As TaQuonda put it, “AI can make work transactional. But leadership isn’t transactional – it’s relational. If we raise a generation of leaders who’ve never had to influence, inspire, or navigate uncertainty, we’ll lose what makes them credible.”
Cultural Awareness and Navigation. Knowing what will and won’t work in a given organization takes experience. Call it politics if you want, but it’s how things get done. Being right isn’t enough. You have to understand the system you’re in, and how to move within it.
The fantasy is that tech will replace people. The reality is that it replaces undifferentiated effort. This leaves us with a greater need for people who can think, adapt, and scale others. Insight comes from experience, and we’re cutting the very roles that grow it.
The Risk of Outsourcing Potential
Traditionally, leadership was forged in the trenches: prioritizing under pressure, communicating across silos, and failing forward. Early-career roles weren’t glamorous, but they offered repetition, feedback, and the slow build of judgement.
If we are not careful, we’ll eliminate this development stage entirely. More than ever, leadership development must be intentional.
TaQuonda believes that “Leadership development needs to be treated like product development – intentional, resourced, and iterated. You can’t outsource wisdom.”
“Some organizations are building escalators – fast, effective AI-driven paths to decision making. But real leadership is built on stairs: deep skills, context, and ability to tell a story because you’ve lived it.”
And that’s the key. “Talent is currency,” TaQuonda adds. “But it’s not about what skills someone has – it’s about the impact they can deliver. That’s what leaders need to recognize and grow.”

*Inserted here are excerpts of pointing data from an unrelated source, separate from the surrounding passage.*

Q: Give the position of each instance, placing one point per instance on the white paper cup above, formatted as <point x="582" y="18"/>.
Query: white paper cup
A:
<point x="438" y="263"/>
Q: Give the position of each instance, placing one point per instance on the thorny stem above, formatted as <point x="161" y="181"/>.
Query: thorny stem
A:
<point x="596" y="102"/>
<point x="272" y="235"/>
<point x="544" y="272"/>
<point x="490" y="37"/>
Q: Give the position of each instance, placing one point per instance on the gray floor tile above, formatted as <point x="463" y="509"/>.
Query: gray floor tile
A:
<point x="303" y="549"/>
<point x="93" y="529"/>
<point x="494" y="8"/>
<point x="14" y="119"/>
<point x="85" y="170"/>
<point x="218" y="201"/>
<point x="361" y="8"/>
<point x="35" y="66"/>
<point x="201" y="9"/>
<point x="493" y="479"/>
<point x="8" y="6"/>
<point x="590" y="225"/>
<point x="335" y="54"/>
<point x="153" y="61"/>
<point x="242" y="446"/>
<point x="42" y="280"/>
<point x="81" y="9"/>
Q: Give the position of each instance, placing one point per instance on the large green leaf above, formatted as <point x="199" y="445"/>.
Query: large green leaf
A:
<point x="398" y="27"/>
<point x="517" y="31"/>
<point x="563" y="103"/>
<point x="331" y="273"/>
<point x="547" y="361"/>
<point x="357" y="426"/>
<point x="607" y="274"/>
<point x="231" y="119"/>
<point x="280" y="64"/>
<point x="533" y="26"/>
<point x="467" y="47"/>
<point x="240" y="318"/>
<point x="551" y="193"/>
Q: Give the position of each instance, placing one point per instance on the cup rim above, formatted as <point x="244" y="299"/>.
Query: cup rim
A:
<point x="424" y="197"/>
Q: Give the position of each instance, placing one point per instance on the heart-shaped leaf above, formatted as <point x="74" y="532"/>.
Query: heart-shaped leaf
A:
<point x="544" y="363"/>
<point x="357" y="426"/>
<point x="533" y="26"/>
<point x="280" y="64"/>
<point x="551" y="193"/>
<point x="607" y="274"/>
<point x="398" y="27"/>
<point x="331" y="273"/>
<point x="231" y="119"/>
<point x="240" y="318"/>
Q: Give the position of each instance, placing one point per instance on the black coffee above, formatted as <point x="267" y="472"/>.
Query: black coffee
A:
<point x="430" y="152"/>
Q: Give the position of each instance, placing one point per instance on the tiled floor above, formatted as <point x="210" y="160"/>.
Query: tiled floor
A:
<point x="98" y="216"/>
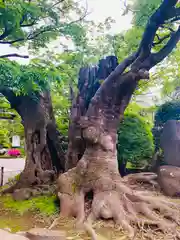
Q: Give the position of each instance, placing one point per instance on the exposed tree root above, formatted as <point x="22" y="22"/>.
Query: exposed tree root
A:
<point x="144" y="178"/>
<point x="113" y="199"/>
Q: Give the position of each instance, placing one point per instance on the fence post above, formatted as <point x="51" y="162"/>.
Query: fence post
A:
<point x="2" y="176"/>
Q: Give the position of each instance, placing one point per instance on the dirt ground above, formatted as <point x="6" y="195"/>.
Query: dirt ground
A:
<point x="106" y="230"/>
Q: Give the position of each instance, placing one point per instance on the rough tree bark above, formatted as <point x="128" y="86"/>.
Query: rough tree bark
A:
<point x="97" y="170"/>
<point x="45" y="156"/>
<point x="88" y="84"/>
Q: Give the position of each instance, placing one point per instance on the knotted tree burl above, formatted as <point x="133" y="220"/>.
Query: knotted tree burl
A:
<point x="97" y="170"/>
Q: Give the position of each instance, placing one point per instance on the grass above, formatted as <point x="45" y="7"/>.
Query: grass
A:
<point x="45" y="205"/>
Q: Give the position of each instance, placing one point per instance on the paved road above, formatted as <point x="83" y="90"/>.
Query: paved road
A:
<point x="11" y="167"/>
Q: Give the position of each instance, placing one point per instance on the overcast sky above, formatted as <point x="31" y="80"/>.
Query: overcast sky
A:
<point x="99" y="11"/>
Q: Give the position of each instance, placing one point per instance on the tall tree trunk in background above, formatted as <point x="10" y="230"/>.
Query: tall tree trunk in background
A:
<point x="44" y="153"/>
<point x="97" y="170"/>
<point x="88" y="83"/>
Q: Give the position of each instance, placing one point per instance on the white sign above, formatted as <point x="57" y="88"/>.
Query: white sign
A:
<point x="15" y="141"/>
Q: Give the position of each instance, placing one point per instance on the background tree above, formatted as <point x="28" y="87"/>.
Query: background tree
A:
<point x="34" y="24"/>
<point x="135" y="142"/>
<point x="167" y="111"/>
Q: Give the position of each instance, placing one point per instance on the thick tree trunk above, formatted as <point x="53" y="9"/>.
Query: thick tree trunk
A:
<point x="44" y="154"/>
<point x="88" y="84"/>
<point x="97" y="171"/>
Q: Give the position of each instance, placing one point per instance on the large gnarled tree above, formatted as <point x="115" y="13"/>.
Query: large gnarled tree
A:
<point x="97" y="170"/>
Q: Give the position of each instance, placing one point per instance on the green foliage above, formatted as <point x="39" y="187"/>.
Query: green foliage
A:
<point x="37" y="22"/>
<point x="135" y="140"/>
<point x="43" y="204"/>
<point x="167" y="111"/>
<point x="24" y="79"/>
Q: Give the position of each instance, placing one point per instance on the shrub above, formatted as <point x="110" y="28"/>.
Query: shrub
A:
<point x="14" y="152"/>
<point x="167" y="111"/>
<point x="45" y="205"/>
<point x="135" y="141"/>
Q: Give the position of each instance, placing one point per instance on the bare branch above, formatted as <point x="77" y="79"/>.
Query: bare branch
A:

What Great Organizations Are Doing
According to TaQuonda, we’re still learning where AI fits into our organizations. “It’s not Big Bang. It’s iterative. We start with buttons, not blueprints.” That means evolving not just the technology, but how we lead through change.
“We’re used to investing in tech labs to drive innovation,” she notes. “Maybe it’s time we invested in leadership labs to do the same for judgement, storytelling, and behavioral skills.” In this new model, learning isn’t confined to training sessions; it’s embedded in the work. “We don’t just train – we rotate, experiment, and test. You build it, you run it. That creates accountability.”
The Takeaway
It might look like we’re outsourcing our bench. In reality, we’re weakening our succession plans.
AI is here. But our future depends on human leaders.
We can outsource tasks. We can’t outsource wisdom.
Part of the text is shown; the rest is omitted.